A population that needs future attention with regard to individual-level career development interventions is students with disabilities, including those with learning and behavioral disorders. Meeting the needs of youth with emotional and behavioral disorders as they transition into adulthood is a challenging task (Benitez, Lattimore, & Wehmeyer, 2005). Career outcomes for youth with these disordes are typically affected by poor social skills, social stigma, mental illness, academic failure, and higher unemployment levels (Benitez et al., 2005).

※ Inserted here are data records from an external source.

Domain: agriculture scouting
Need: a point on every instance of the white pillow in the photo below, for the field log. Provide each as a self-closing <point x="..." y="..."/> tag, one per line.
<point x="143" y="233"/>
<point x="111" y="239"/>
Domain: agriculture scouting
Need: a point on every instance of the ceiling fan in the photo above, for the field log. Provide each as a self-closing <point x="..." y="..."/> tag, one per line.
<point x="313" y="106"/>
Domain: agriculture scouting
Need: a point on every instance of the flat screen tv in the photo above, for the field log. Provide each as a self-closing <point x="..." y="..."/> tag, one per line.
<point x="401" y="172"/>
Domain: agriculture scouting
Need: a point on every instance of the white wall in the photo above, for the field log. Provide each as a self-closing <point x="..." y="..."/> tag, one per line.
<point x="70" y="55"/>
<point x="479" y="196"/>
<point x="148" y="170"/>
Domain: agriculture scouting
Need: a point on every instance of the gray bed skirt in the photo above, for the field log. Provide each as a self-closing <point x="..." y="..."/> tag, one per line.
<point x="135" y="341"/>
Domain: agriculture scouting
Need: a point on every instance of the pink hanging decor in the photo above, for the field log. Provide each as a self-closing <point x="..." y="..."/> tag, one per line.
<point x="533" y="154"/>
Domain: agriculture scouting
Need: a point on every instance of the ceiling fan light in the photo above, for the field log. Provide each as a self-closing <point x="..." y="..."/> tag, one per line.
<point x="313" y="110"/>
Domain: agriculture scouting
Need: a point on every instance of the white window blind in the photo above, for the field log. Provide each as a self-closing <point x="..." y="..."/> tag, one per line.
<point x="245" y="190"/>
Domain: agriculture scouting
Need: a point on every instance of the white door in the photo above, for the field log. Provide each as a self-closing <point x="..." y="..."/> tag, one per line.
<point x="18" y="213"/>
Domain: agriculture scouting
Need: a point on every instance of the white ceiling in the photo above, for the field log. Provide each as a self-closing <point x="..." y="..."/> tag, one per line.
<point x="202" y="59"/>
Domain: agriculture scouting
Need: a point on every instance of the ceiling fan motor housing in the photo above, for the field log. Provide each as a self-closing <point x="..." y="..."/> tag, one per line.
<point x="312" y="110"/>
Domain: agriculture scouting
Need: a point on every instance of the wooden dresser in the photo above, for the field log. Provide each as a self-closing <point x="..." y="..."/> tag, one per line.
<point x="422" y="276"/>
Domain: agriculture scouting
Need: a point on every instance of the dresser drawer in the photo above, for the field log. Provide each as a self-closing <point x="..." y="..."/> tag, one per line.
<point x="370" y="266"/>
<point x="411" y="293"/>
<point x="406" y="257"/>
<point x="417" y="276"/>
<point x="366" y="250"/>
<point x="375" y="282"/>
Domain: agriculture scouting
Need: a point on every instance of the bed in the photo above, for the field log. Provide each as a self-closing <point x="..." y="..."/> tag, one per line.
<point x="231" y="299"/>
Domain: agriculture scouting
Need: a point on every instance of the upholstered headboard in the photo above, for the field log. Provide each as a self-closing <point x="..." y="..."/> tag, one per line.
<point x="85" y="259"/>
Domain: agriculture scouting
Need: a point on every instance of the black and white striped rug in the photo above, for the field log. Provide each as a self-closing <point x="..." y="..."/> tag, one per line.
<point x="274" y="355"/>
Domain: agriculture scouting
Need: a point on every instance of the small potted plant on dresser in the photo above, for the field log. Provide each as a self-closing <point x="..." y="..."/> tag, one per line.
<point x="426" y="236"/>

As such, Levinson (2004) has suggested that career development programs for students with special needs should ensure the following: (a) planning for postschool adjustment that begins early in a student's education; (b) individual education plans that specify transition services; (c) integration of students with and without disabilities; (d) curricula that focus on relevant and functional life skills; (e) instruction that takes place in the community; (f) curricula that focus on academic, vocational, and social skills; (g) program planning based on a comprehensive, transdisciplinary vocational assessment; and (h) transition programs that include work-based learning activities, adult world orientation, and supportive adults.
Summary and Conclusion
Through this discussion of the current status of the childhood career development literature, it becomes clear that career theorists have placed limited emphasis on childhood developmental processes. As evident in the review conducted by Watson and McMahon (2005), the extant literature identifies career behaviors but does not explain the process by which these behaviors have been learned. These authors called for a dual focus on how children learn and what they learn. What has been argued in the present article is the need to reexamine the childhood developmental pathways of life's work for all children, not just those from more privileged groups. One suggestion for theory regeneration was to borrow extensively from childhood and life span developmental theory and research. Collaboration across disciplines, settings (e.g., university and schools), and nations was encouraged. A second suggestion is that qualitative research methods should be used as a means of understanding children's experiences and behaviors in context.
Within the realm of research, scholars are urged to be more inclusive in studying children from diverse socioeconomic, racial, ethnic, gender, and special-needs groups. Sociocultural contexts, including the family, should be studied more closely. Finally, longitudinal research designs could contribute much to the field's knowledge of the emergence of developmental processes over time. Future practice agendas could include infusing career-building competencies throughout all academic subject areas; learning through experiential activities; and replacing fragmented, isolated interventions with an integrated process of intervention.
The time has come to move toward the study of the developmental processes of children's work behavior rooted within life contexts. A reexamination and reconsideration of theory, research, and practice will require coordinated efforts of multidisciplinary professionals, concerned community members, and families.